There’s an unpleasant undertone to Terry Firma’s vision of a kinder, humbler Christianity over at Friendly Atheist.  He reads through an essay from The New York Times about a Christian parent’s discomfort when her daughter wants to put an evangelical sign on their lawn.  The author talks about her immediate flinch, and Firma thinks that’s all to the good.

Along with that gratitude, there’s a bit of embarrassment woven through Taylor’s account, and I think it becomes her. She knows that her beliefs are not highly respected among her intellectual peers, and it’s clear that that bothers her, but not to the point of defiance or aggression. She realizes that the best way to move through life is by not pushing her beliefs on anyone who has no interest in them. Cool.

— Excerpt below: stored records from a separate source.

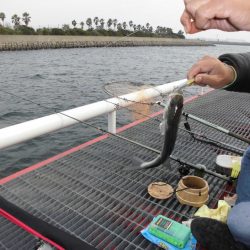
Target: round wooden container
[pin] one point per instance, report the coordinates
(195, 191)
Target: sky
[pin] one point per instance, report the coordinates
(55, 13)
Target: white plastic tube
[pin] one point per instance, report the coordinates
(31, 129)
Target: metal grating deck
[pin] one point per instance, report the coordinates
(87, 194)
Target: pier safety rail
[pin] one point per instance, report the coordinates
(21, 132)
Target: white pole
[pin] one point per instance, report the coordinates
(31, 129)
(112, 122)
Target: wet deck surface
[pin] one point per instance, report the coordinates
(88, 194)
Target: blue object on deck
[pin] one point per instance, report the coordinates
(191, 244)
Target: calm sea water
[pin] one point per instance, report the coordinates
(68, 78)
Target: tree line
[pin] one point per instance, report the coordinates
(91, 26)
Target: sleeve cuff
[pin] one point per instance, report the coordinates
(235, 76)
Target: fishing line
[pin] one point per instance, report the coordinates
(196, 136)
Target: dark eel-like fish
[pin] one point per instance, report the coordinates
(169, 127)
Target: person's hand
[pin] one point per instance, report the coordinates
(211, 71)
(226, 15)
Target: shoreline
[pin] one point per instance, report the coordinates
(35, 42)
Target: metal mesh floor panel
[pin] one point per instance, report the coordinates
(13, 237)
(89, 195)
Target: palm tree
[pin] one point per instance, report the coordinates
(82, 25)
(102, 22)
(96, 21)
(115, 23)
(109, 22)
(16, 20)
(169, 31)
(124, 25)
(131, 24)
(26, 18)
(119, 26)
(65, 27)
(89, 23)
(74, 23)
(2, 17)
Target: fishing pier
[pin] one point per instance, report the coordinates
(86, 192)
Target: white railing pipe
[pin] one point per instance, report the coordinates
(31, 129)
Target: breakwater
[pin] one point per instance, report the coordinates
(12, 43)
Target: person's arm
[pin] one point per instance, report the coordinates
(241, 64)
(227, 15)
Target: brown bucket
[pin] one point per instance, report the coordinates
(195, 191)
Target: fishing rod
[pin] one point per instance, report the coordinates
(217, 127)
(204, 169)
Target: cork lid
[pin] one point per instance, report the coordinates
(160, 190)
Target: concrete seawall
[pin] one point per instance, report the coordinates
(12, 43)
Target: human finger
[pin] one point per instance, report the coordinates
(201, 66)
(206, 79)
(186, 20)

Of course, she still ends up with a temporary “Jesus is Alive” lawn sign — a public display of religion, with, inevitably, a certain “you’re either with us or against us” social frisson. But when the sign ultimately goes in the trash and Noelle moves on to her next art project, the exterior of the Taylor home will no longer feature overt religious displays … and it sounds like the parents prefer it that way.

The détente he envisions is a world where Christians feel it’s a little gauche to draw attention to their beliefs in public and feel vaguely apologetic when, as in the article, their children, who haven’t yet learned social niceties, try to say grace at a neighbor’s home.

I don’t mind atheists or people from other sects hoping to see heresies or false beliefs die out, but this kind of living death of a philosophy seems like an uncharitable thing to wish for.  The kind of quiet shame the author of the original essay exhibits could only be desirable as a transitional stage, pricking at the believer until she resolved the contradictions by converting (or deconverting).

I’d feel much better if Firma talked about this shame as a signal that Taylor doesn’t quite believe what she professes and looked forward to a day where she would have convictions she shared with her daughter and felt joyfully and fiercely proud to share.  But, as it stands, it doesn’t sound like Firma is that interested in the conversion of Taylor and her coreligionists as their containment.

He looks forward to a world where the people who are wrong trouble as few other people as possible with their errors.  But the kinder thing to do is to wish for the day when everyone is able to see and love the truth more fully.  That requires a bit more conflict as we keep encountering other people’s wrong beliefs, starting conversations, and having the chance for one or both of us to change our minds.

I was reminded, reading this Firma’s expression of hope, of Oakeshott’s description of Hume:

[B]rilliance in controversy is a corrupting accomplishment. Always to play to win is to take one’s standards from one’s opponent, and local victory comes to displace every other consideration. Most readers will find Hobbes’s disputatiousness excessive; but it is the defect of an exceptionally active mind.

And it never quite destroyed in him the distinction between beating an opponent and establishing a proposition, and never quite silenced the conversation with himself which is the heart of philosophical thinking. But, like many controversialists, he hated error more than he loved truth, and came to depend overmuch on the stimulus of opposition. There is sagacity in Hobbes, and often a profound deliberateness; but there is no repose.

Trying to limit the damage of other people’s errors is only ever a short term strategy.  There’s nothing reposed or hopeful about patrolling the walls, trying to make sure the enemy isn’t gaining strength.  The ultimate goal is to be able to invite the opposing forces into the palisade, to love and delight in whatever it was so important that you spend your effort to protect.